KPU mengkonfirmasi, saat ini draft PKPU tentang syarat Pilkada sudah dikirimkan ke komisi II DPR untuk dikonsultasikan.
Dalam kaitan ini, perlu diwaspadai. Dalam sejarahnya, KPU dan Komisi II seringkali memaksakan sejumlah ketentuan yang berbeda dengan keputusan MK. Contoh paling mutakhir, Komisi II dan KPU tidak merevisi usia minimum calon presiden dan calon wakil presiden pada Peraturan KPU Nomor 19 Tahun 2023 sesuai dengan Putusan MK Nomor 90/PUU-XXI/2023.
Atas perilaku inkonstitusional tersebut, Dewan Kehormatan Penyelenggara Pemilu (DKPP) RI pada tanggal 5 Februari 2024 menjatuhkan sanksi peringatan keras terakhir kepada Ketua KPU Hasyim Asy'ari kala itu.

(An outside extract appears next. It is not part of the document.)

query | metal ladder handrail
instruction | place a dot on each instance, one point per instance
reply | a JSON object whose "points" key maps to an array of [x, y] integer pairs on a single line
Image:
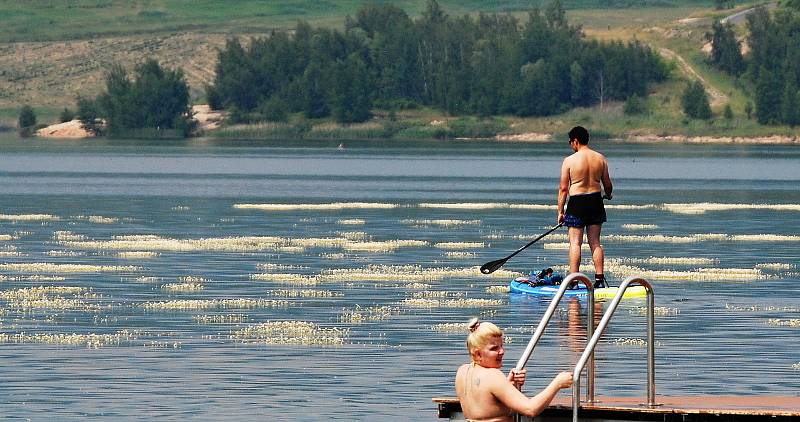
{"points": [[589, 351], [571, 279]]}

Masyarakat harus mengawal dengan ketat proses revisi PKPU yg saat ini sedang dikonsultasikan pembentukannya di Komisi II. Jangan sampai, KPU dan DPR tidak menyesuaikan proses revisi sesuai keputusan MK. Justru menggunakan pendekatan tafsir lain untuk menambahkan frasa yang melemahkan putusan MK.
Terutama terkait penyesuaian pasal yang mengatur ambang batas pencalonan dan syarat usia calon kepala daerah.
Soal ambang batas, lewat putusan No.60/PUU-XXI/2024 telah diturunkan, misalnya untuk Jakarta 7,5% dari 20%. Sementara untuk syarat usia, minimal 30 Tahun pada saat penetapan pasangan calon.
Dua ketentuan ini, wajib dimasukan KPU dan Komisi II ke dalam revisi PKPU 8 Tahun 2024. Jangan sampai KPU dan Komisi II kembali melakukan manuver, siasat licik, memaksakan penafsiran berbeda untuk melenyapkan atau melonggarkan bunyi putusan MK itu.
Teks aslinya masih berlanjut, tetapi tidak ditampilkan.